研究課題
挑戦的萌芽研究
1)イムノクロマトを原理とする高病原性鳥インフルエンザウイルス(H5N1)のヒト適応変異診断デバイス(プロトタイプ)の開発に成功先ず、遺伝子解析のみでは感知できない、H5N1の鳥→ヒト宿主域の変異(変異のフェノタイプ:すなわち、新型インフルエンザの発生に伴うレセプター認識特異性変異)を高感度且つ簡便にサーベイする材料を構築した。次に被検ウイルスが、ヒト適応変異H5N1か鳥H5N1かを高速(15分以内)、安価(結果は簡便に検出可能な小型軽量デバイス(5グラム以下)のプロトタイプの作成に成功した。
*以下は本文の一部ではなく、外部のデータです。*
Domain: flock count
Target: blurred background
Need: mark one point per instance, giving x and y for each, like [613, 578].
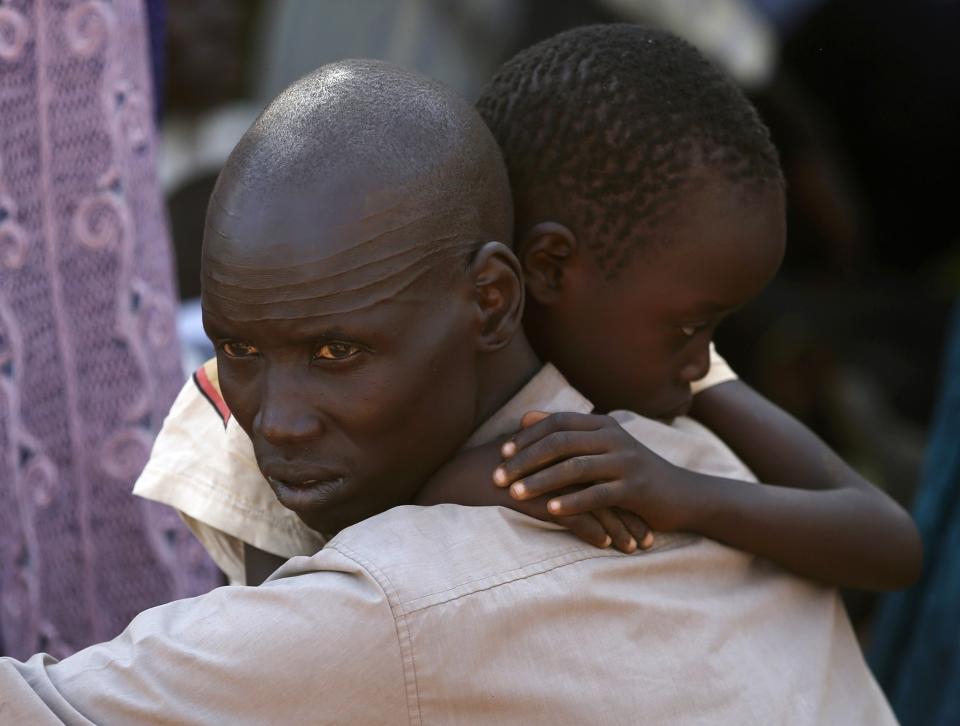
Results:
[863, 100]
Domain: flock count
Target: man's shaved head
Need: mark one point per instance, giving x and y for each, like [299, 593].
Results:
[354, 121]
[357, 287]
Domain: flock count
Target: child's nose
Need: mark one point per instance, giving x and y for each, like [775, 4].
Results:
[698, 365]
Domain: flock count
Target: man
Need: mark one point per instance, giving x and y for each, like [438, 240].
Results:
[367, 320]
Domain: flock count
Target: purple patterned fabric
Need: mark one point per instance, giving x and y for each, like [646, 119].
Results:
[88, 356]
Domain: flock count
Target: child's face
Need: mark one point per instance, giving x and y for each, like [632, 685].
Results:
[638, 341]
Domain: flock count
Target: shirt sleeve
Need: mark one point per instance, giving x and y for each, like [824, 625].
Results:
[317, 644]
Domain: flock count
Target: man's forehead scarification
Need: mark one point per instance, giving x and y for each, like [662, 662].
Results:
[398, 290]
[322, 281]
[379, 234]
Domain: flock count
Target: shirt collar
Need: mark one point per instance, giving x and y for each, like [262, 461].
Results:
[547, 391]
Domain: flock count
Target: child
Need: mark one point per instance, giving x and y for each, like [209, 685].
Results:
[649, 205]
[645, 189]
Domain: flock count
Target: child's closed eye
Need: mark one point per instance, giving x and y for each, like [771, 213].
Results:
[692, 329]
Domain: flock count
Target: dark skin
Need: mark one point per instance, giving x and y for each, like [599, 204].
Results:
[313, 335]
[815, 516]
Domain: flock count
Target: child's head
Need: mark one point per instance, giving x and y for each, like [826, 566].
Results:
[648, 204]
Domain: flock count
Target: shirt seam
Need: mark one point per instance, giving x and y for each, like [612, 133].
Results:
[217, 495]
[414, 715]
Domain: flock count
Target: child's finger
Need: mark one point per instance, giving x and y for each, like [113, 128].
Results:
[638, 528]
[577, 470]
[598, 496]
[588, 528]
[553, 448]
[622, 539]
[550, 424]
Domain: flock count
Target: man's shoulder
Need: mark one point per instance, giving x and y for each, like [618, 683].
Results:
[425, 556]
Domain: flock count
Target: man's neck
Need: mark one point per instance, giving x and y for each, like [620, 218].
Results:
[509, 371]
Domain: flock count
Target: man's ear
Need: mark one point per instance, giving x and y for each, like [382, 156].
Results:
[499, 295]
[545, 252]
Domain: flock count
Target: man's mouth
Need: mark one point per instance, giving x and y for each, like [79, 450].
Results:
[307, 495]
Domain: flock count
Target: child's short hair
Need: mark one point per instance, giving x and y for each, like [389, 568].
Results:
[607, 123]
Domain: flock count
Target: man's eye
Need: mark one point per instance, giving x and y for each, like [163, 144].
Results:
[238, 350]
[336, 351]
[691, 330]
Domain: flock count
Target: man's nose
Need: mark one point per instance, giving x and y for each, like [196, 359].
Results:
[697, 365]
[286, 413]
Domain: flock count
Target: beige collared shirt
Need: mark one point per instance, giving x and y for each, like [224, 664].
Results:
[474, 615]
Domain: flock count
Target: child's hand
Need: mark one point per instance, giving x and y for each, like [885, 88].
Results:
[452, 484]
[555, 452]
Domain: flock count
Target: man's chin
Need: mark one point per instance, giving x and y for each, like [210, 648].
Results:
[313, 501]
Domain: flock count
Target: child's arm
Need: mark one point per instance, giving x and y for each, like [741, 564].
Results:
[820, 519]
[465, 480]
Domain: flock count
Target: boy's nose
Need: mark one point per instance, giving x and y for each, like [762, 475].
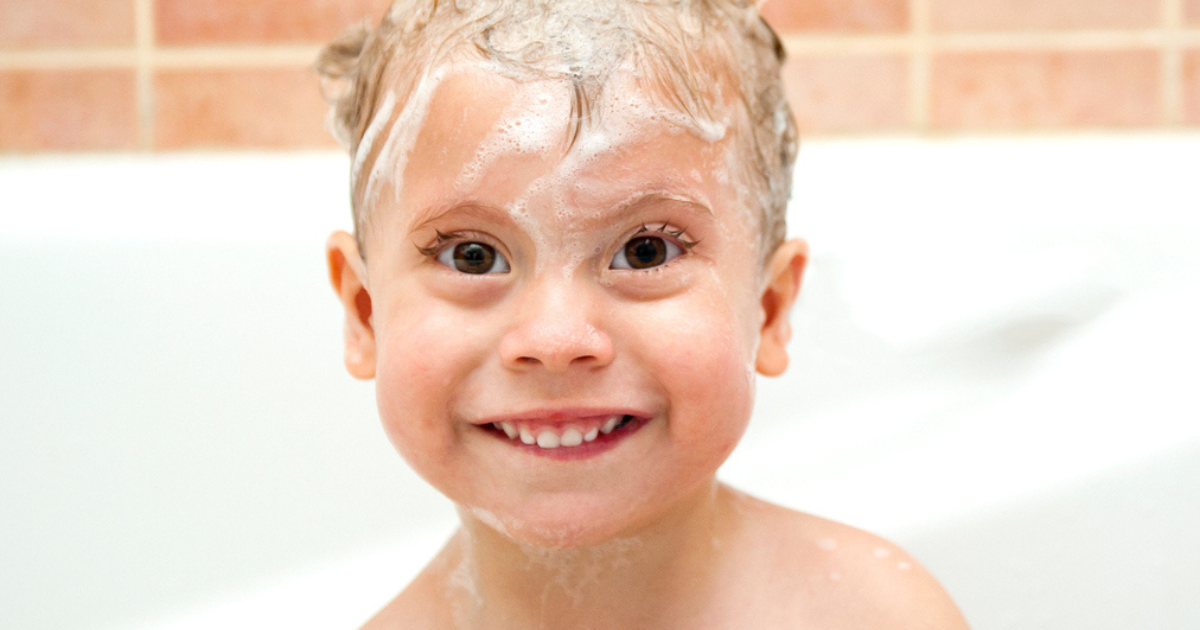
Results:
[556, 329]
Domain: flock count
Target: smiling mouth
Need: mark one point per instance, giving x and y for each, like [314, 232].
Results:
[570, 435]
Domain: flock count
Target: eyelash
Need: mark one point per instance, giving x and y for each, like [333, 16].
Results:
[441, 243]
[443, 240]
[676, 234]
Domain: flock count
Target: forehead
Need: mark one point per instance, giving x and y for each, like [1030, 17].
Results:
[492, 139]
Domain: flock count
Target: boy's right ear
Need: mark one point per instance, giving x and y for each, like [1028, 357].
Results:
[348, 276]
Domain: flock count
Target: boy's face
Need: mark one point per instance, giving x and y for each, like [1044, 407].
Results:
[519, 287]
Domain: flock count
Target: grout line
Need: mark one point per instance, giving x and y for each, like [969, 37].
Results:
[1015, 41]
[1171, 63]
[797, 45]
[78, 59]
[145, 42]
[817, 45]
[922, 65]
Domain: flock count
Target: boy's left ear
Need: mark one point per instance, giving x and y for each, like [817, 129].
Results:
[784, 274]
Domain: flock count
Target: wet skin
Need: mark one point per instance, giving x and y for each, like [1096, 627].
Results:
[550, 289]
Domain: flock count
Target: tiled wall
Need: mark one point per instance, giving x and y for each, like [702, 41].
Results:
[166, 75]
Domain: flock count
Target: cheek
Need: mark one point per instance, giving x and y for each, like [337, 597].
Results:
[701, 357]
[423, 354]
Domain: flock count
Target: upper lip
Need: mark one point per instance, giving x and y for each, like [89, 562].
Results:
[561, 414]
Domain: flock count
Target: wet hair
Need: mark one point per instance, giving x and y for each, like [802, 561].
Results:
[688, 53]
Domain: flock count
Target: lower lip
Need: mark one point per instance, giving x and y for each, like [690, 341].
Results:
[587, 450]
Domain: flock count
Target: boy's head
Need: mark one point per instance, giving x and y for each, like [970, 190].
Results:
[567, 220]
[709, 65]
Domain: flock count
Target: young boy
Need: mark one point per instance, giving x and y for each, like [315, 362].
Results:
[569, 262]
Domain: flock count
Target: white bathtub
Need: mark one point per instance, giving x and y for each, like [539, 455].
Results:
[995, 365]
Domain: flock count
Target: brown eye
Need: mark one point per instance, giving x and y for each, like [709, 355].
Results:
[473, 257]
[645, 252]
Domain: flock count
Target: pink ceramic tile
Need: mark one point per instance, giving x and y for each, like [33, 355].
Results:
[57, 111]
[198, 22]
[59, 23]
[1024, 15]
[1192, 87]
[850, 16]
[847, 94]
[1048, 89]
[1192, 12]
[271, 108]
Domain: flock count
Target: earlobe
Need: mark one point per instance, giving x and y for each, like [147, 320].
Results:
[784, 274]
[347, 274]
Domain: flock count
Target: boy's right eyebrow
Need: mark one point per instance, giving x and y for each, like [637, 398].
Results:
[651, 198]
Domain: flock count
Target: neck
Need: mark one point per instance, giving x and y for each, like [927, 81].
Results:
[658, 574]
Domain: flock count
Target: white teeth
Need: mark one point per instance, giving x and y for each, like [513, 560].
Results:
[571, 437]
[547, 439]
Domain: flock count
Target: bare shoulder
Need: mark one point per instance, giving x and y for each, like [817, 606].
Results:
[841, 576]
[423, 605]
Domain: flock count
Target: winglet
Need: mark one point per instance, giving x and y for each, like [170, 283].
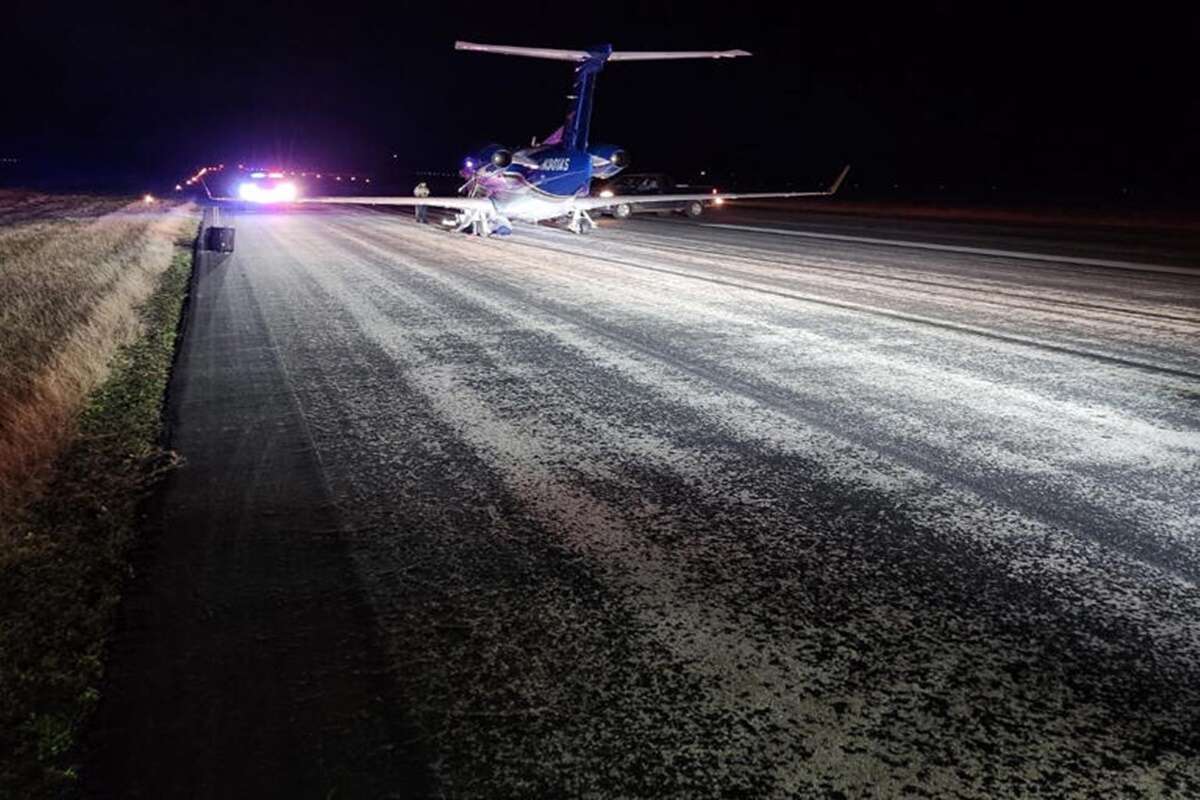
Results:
[837, 184]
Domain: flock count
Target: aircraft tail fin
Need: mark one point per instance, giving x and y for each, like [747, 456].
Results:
[591, 62]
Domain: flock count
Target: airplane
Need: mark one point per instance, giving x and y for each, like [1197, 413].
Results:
[552, 179]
本デバイスによる結果は目視により判別できるため、高価な分析機器を必要としない。よって開発途上国でも使用可であり、世界規模で使用可能な実用的デバイスの作成に成功した。2)プロトタイプデバイスによる野外分離高病原性鳥インフルエンザウイルス (H5N1) への適応可能性の実証本デバイスおよびエジプトのニワトリから分離された高病原性鳥インフルエンザウイルス(H5N1)およびそのヒト型レセプター結合性獲得変異株を用いて、両者の識別能力、実用性を調べた(BSL3施設を持つ阪大微研およびエジプトアレキサンドリア大との共同研究)。その結果、鳥インフルエンザウイルスおよびそのヒト適応変異株を実際に明確に識別出来ることを実証した。
1: 当初の計画以上に進展している
当初の計画では、平成25年度、26年度前半で、A)ヒト型レセプター適応変異診断プロトタイプデバイスの構築を行い、平成26年度で、B) 試作デバイスの実用性評価 (阪大・微研、エジプトアレキサンドリア大(阪大経由)、インドネシアアイルランガ大などと連携)、および、C)本診断・監視技術の評価を国際規模で行う基本システムの構築 (感染症研究国際ネットワークと連携)を行うこととしていた。しかし、平成25年度までに、B)の項目の一部(阪大、エジプトアレキサンドリア大(阪大経由)との連携で、試作デバイスの実用性評価を達成し、高い実用性を見いだすことに成功したため、計画以上の進捗が達成できたと思われる。また、デバイスは、当初の計画通り、軽量(5グラム以下)、最大長さ15 cm以下であり、鳥インフルエンザH5N1ウイルス(赤血球凝集力価として16HAU以下の感度を目指す。)を含む被検液を50ul以下滴下することにより15分以内に特異的にヒト型受容体結合変異が高感度、安価に検出可能であり、グローバルな実用化が期待できるものである。
本監視技術の評価を国内で行うシステムが構築出来たので、次年度(最終年度)では、実際に高病原性鳥インフルエンザ (H5N1)が発生し、ヒトへの伝播が起こっている国(インドネシア、ベトナム、可能であれば中国など)の国際的な高病原性鳥インフルエンザウイルス研究拠点と連携し、共同研究体制を構築する。これにより、先ず、アジア地域における、高病原性鳥インフルエンザウイルスのヒトへの適応性変異監視体制の基盤を構築していく。